To explain the link between parenting style and behavior in kids, the researchers suggest that what matters most is how "legitimate" kids think their parents' authority is. This sense of legitimacy comes when kids trust that their parents are making the best decisions for them and believe that they need to do what their parents say even if they don’t always like how their parents are treating them.

When kids respect the authority of their parents, the researchers reported in the Journal of Adolescence, their behavior is better. Previous research has also linked firm but caring parenting with kids who have more self-control and self-reliance.

"When children consider their parents to be legitimate authority figures, they trust the parent and feel they have an obligation to do what their parents tell them to do," said lead researcher Rick Trinkner.

"This is an important attribute for any authority figure to possess, as the parent does not have to rely on a system of rewards and punishments to control behavior, and the child is more likely to follow the rules when the parent is not physically present."
Well, now isn't that great.

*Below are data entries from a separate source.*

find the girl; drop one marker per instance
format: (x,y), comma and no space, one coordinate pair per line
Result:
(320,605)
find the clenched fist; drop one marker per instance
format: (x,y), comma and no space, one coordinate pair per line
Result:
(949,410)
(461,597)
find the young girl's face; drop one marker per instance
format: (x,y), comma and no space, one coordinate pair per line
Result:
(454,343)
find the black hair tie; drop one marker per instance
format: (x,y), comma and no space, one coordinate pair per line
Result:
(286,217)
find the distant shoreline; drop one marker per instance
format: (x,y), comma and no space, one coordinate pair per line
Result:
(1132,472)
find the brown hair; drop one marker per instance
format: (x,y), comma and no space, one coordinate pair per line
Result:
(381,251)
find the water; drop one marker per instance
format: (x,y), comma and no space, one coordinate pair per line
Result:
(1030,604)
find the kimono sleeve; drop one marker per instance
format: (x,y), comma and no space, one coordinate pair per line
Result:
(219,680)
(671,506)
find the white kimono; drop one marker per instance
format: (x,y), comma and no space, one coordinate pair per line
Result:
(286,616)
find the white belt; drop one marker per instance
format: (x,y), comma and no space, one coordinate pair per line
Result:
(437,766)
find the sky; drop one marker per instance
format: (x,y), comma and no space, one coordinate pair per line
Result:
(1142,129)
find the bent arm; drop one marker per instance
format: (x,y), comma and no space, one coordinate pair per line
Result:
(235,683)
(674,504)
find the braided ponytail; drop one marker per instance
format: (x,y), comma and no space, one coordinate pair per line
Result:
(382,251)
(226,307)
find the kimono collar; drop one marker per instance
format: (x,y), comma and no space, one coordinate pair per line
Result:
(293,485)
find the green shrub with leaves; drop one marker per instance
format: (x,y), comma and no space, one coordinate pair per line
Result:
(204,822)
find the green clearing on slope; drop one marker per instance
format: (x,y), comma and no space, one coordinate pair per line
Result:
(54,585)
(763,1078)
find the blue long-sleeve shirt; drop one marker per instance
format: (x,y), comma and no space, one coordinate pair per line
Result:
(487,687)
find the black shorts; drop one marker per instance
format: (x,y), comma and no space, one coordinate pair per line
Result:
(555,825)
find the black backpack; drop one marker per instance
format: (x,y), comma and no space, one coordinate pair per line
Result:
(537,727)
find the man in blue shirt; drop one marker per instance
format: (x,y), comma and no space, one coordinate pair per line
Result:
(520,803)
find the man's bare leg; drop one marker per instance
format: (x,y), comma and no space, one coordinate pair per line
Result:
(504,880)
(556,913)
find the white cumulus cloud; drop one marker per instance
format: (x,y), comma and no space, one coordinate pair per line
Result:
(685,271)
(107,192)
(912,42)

But maybe the reason some kids respect their parents' authority is that they don't really want to do things their parents consider wicked. Maybe some kids respond well to gentle pressure to excel in school because they want to do well in school. And maybe some kids find their parents' authority illegitimate because they want to skip school and get high and don't understand why this is a problem.

I have the sense that my children feel loved by their parents, and generally regard our authority as legitimate. We are certainly not authoritarian, but I don't really think we are "permissive" either. We try to be firm but loving. The result is that our kids all do exactly what they want to do. And if there is some "firm but loving" formula for getting your kids to, say, take school seriously, or think about the future, I really wish somebody would share it.